​Bursa kripto Backpack berencana mengizinkan pengguna menukarkan token mereka menjadi saham perusahaan setelah melakukan staking selama minimal satu tahun. CEO Backpack Armani Ferrante menyatakan bahwa perusahaan telah mengalokasikan 20 persen kepemilikan sahamnya untuk inisiatif ini guna memberikan value riil bagi pengguna fase awal. Langkah tersebut bertujuan mengubah posisi pengguna dari sekadar nasabah menjadi pemilik bagian dari bursa yang kini memiliki valuasi mencapai $1 miliar.
​Strategi ini dirancang untuk memperbaiki model utilitas token tradisional yang seringkali gagal mempertahankan nilai jangka panjang bagi komunitas. Sebanyak 25 persen pasokan token akan dibagikan pada peluncuran perdana bagi partisipan pertama dan holder NFT Mad Lads. Distribusi selanjutnya akan terus dikaitkan dengan pencapaian target pertumbuhan operasional serta proses ekspansi layanan Backpack yang saat ini sedang diperluas ke berbagai wilayah Amerika Serikat.

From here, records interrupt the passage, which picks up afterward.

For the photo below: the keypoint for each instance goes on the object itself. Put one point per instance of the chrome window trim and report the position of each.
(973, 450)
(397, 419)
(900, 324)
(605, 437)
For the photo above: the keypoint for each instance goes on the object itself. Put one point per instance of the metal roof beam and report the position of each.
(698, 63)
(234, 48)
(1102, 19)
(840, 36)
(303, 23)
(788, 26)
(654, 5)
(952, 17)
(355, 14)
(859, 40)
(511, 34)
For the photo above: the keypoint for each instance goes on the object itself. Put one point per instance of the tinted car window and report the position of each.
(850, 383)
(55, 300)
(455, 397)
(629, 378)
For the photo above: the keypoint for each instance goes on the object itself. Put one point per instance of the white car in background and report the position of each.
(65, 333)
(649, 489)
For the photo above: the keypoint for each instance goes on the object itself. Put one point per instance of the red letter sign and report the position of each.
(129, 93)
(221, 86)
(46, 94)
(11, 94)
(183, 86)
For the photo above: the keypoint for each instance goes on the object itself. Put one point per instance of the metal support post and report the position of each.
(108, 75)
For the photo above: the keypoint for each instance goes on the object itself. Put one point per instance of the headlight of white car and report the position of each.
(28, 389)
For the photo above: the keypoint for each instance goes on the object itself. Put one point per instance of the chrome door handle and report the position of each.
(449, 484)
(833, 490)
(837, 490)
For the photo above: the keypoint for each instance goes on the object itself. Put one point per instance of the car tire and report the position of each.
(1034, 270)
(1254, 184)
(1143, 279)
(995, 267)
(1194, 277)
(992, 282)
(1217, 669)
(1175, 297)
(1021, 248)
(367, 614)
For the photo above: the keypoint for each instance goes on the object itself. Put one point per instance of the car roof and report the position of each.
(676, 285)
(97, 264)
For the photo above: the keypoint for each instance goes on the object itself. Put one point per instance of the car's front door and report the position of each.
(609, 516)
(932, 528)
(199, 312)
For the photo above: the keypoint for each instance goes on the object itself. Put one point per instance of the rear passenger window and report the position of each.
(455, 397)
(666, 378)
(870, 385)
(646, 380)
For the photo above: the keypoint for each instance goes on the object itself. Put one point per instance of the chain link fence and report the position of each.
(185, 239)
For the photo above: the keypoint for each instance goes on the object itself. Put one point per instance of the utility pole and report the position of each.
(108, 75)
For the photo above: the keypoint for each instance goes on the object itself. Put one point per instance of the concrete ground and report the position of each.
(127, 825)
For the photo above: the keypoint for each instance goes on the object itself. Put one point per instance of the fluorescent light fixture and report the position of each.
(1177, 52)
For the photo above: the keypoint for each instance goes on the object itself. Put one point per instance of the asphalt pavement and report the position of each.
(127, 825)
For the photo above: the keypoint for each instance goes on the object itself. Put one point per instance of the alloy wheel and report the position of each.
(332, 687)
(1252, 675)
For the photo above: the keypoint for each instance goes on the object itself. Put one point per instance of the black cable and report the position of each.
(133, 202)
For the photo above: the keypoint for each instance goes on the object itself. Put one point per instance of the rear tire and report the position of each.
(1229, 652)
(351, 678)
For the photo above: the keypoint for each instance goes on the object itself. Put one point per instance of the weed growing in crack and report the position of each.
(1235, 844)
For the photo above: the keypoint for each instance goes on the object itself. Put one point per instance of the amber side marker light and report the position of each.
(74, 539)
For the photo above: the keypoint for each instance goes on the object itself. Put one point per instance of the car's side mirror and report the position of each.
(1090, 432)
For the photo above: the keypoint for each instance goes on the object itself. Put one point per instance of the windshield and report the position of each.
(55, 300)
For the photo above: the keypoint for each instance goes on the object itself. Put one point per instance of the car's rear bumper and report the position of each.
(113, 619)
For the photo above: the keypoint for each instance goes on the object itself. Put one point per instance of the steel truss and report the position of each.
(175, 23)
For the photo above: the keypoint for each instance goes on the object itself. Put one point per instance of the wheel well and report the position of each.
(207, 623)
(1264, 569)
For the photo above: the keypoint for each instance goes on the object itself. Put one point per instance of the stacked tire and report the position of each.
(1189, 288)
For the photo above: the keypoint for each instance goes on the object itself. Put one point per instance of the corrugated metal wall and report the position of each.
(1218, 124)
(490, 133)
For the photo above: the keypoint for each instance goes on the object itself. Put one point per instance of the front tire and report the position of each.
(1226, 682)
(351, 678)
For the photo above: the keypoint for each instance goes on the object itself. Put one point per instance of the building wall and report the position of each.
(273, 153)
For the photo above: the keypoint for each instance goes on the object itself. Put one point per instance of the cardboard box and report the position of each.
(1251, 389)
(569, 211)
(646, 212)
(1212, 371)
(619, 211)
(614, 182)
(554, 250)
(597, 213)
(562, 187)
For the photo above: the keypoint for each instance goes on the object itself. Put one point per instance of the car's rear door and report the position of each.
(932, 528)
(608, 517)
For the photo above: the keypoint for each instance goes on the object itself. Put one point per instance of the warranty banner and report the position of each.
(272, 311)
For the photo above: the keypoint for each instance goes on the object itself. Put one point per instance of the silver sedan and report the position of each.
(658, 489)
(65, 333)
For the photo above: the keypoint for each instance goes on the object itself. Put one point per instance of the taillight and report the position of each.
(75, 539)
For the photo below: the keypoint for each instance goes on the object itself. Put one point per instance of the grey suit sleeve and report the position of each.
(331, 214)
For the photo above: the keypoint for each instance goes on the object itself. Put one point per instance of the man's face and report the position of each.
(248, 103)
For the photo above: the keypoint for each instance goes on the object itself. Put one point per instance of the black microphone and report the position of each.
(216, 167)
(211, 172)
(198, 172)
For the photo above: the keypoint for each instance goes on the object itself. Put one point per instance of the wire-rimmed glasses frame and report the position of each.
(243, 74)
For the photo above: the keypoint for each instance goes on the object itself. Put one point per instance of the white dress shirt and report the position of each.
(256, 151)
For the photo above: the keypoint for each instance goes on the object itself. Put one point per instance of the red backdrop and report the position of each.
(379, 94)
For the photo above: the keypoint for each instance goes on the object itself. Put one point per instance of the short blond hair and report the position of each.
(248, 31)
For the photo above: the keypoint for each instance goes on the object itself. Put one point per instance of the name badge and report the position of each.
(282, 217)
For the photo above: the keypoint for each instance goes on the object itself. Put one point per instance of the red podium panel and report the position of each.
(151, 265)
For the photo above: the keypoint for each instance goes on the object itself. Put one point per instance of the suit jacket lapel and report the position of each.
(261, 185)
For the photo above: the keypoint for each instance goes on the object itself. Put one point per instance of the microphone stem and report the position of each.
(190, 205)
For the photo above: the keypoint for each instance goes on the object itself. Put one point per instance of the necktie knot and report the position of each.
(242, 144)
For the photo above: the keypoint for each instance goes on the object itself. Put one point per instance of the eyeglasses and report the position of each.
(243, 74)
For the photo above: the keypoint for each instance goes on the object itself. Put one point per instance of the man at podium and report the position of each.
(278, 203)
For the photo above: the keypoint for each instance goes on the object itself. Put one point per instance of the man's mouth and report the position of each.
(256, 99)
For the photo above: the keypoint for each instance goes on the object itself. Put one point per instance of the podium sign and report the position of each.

​Keputusan menawarkan saham diambil untuk menghindari spekulasi setelah masa vesting berakhir yang biasanya memicu penurunan harga aset secara drastis. Dengan mengaitkan kepemilikan token langsung ke saham perusahaan Backpack ingin menyelaraskan kesuksesan platform dengan keuntungan penggunanya secara transparan. Saat ini Backpack sudah menginstruksikan pengguna untuk melakukan verifikasi data pribadi guna menentukan kelayakan klaim token yang akan dirilis dalam waktu dekat.